In the basement of the Sinfonia building on Stone and Toole avenues, a dark structure encased by stone walls, cement flooring, steel beams and discarded furniture, a collection of a dozen or so people gather in a corner.
They pretend to be oblivious to the sound of the drummer who practices pounding rhythms from a location somewhere above, eventually joined by other bandmates in a brief musical assault that careens throughout the structure. Meanwhile, a train bellows its presence from just outside the building's confines.
But the leader of the group keeps chatting and remains focused on the issues he wants to address.
"We really have a chance to make something super cool happen in Tucson," he says to his core of volunteers.
From an outsider's perspective it looks more like the makings of a ritual sacrifice. Maybe for Jason LeValley, in some ways that's the case.
Nothing has come easy, but after more than four arduous years of paperwork, holdups, dropouts, uncertainty and delay, Downtown Tucson's Low Power FM station is finally on the air.
Band be damned. Train be damned. Distractions be damned.
The important thing: there's a radio signal broadcasting from 99.1 FM, and it covers a distance that easily encompasses downtown and the UA campus, perhaps as far as Grant and Country Club roads to the north and east and 40th Street and past I-10 south and west.
"I had no idea it would have taken this long, and all the work that has gone into it," LeValley says. "I started out with a couple other guys and was really hoping I could just be the music director of the station, but the other guys kind of fell by the wayside over time and left me holding the ball. I just kind of ran with it."
Their initial vision, and the vision LeValley helped to germinate, was to create an outlet for album oriented classic rock, a return to the days of the so-called AOR format that took hold when FM radio exploded onto the scene in the '70s. As time has passed the model has adjusted, but LeValley wants the station to focus on the depth of rock music available over the format's 50-plus years of existence.
"That means the classic rock era from the advent of the Beatles to the time where Nirvana came along and changed everything, and continuing to the present day," LeValley said. "When you listen to a commercial station it's generally classic rock or alternative rock, but this is just rock. It's assuming it's all the same. Of course there was going to be a sea change at some point because rock and roll is really meant for young people, and by the late '80s those early classic rockers were already turning 50 or so. Something had to change. Teenagers weren't going to continue buying Bob Seger records into the '90s and new millennium. Somebody had to 'turn the page,' and that happened with a bang when Nirvana's Never Mind came out."
Commercial radio continues to struggle with that distinction. Classic rock fans often prefer material pre-Nirvana. Those who grew up with Nirvana and the grunge movement view classic rock as archaic and stale.
LeValley hopes to blend those formats, and incorporate some sub-genres, while focusing on rock by familiar artists, but not through their familiar songs. The format will incorporate deep cut classic rock, deep cut alternative rock and a sprinkling of music from local bands.

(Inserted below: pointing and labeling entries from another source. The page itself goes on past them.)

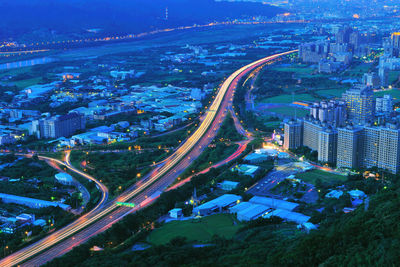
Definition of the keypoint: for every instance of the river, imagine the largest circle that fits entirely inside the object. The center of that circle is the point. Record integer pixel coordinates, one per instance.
(26, 63)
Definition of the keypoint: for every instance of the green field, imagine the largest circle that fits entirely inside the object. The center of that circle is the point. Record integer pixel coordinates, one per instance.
(286, 99)
(393, 76)
(325, 177)
(289, 111)
(28, 82)
(200, 230)
(395, 93)
(331, 92)
(299, 69)
(358, 70)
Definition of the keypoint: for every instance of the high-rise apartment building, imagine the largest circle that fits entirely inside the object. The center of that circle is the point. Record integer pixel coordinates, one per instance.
(389, 153)
(332, 112)
(360, 104)
(311, 129)
(370, 148)
(293, 135)
(384, 105)
(58, 126)
(349, 149)
(327, 145)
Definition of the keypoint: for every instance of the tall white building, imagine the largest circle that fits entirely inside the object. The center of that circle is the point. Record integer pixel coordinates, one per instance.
(389, 154)
(311, 129)
(384, 105)
(293, 135)
(360, 104)
(327, 145)
(349, 151)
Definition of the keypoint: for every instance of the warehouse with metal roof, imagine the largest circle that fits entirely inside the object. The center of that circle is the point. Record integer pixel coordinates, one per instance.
(222, 202)
(288, 216)
(274, 203)
(252, 212)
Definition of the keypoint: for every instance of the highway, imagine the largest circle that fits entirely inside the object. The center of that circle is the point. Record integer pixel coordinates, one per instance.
(142, 192)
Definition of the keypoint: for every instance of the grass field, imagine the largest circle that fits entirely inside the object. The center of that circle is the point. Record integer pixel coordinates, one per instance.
(395, 93)
(358, 70)
(289, 111)
(300, 69)
(200, 230)
(331, 92)
(325, 177)
(28, 82)
(393, 76)
(286, 99)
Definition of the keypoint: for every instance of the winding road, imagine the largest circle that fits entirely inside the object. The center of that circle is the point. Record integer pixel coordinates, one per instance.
(143, 192)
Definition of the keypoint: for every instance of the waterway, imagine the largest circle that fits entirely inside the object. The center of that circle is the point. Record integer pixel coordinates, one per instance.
(26, 63)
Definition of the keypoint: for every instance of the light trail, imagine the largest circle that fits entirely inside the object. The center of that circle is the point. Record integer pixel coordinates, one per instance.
(179, 155)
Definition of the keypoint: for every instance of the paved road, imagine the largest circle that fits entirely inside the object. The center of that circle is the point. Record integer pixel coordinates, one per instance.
(144, 191)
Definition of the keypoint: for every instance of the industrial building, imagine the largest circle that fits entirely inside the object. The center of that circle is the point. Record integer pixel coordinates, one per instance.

Specialty blocks will take place as well, including a jazz show, a program featuring comedian performances and a funk show hosted by Stephen Boughton, one of the city's foremost experts in the genre. It's an example of the all-volunteer crew LeValley has cultivated to this point.

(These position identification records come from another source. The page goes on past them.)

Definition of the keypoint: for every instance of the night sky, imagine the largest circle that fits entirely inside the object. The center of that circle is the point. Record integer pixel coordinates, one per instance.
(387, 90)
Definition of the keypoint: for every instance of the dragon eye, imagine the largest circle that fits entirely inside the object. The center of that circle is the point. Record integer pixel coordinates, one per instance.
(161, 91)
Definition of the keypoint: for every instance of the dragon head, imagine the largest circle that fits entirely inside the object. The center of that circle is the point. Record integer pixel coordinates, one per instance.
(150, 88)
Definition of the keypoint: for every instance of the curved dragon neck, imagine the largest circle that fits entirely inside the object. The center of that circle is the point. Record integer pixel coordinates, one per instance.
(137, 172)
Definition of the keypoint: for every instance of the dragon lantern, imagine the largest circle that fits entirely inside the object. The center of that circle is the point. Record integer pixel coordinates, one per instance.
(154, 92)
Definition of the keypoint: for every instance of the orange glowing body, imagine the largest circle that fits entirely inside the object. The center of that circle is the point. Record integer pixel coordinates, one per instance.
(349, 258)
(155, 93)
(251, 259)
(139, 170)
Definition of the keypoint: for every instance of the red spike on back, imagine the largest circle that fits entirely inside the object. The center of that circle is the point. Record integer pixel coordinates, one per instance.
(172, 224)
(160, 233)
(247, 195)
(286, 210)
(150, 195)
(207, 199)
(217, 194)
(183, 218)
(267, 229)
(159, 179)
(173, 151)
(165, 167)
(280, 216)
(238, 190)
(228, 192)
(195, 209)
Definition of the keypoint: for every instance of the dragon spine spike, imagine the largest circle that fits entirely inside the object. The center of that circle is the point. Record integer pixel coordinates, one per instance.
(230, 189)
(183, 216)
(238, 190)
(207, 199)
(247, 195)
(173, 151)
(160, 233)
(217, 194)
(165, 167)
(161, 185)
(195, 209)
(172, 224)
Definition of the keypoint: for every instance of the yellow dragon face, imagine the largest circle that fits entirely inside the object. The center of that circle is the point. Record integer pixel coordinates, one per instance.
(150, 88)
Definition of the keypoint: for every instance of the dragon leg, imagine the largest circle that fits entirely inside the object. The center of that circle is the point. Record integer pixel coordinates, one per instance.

"Almost all the DJs scheduled have been handpicked by me for their musical knowledge and/or radio background," LeValley says of a volunteer staff that also boasts diverse professional experience, often in areas not entertainment based.
He anticipates an influx of on-air interest from others once knowledge of the station grows.

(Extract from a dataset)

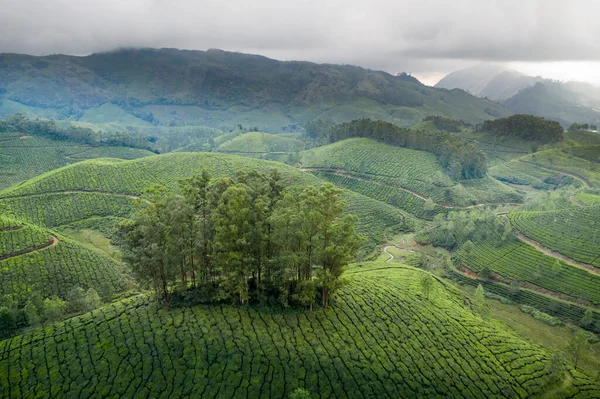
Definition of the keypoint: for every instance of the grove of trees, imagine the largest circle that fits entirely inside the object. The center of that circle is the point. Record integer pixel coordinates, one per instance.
(527, 127)
(461, 159)
(246, 239)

LeValley's radio experience includes stints with a college station at the University of Redlands and time spent at community radio juggernaut KXCI 91.3 FM between 1999-2002. He also possesses a background in mental health, where he has a master's in counseling. As a result, mental health awareness will be a focal point of the station's community mission.
"We're going to get the community involved first in that way," LeValley says. "But there are other causes worth inviting to be on the air. Youth on Their Own comes to mind. It's a great program that helps kids find some stability. The thing to do is just keep interacting with the community, keep evolving." Which is exactly what LeValley has done to this point, despite the seemingly endless hurdles.
"As long as we put the word out we're a community station and we want the community to be involved, I think it will continue to grow as a result," he says.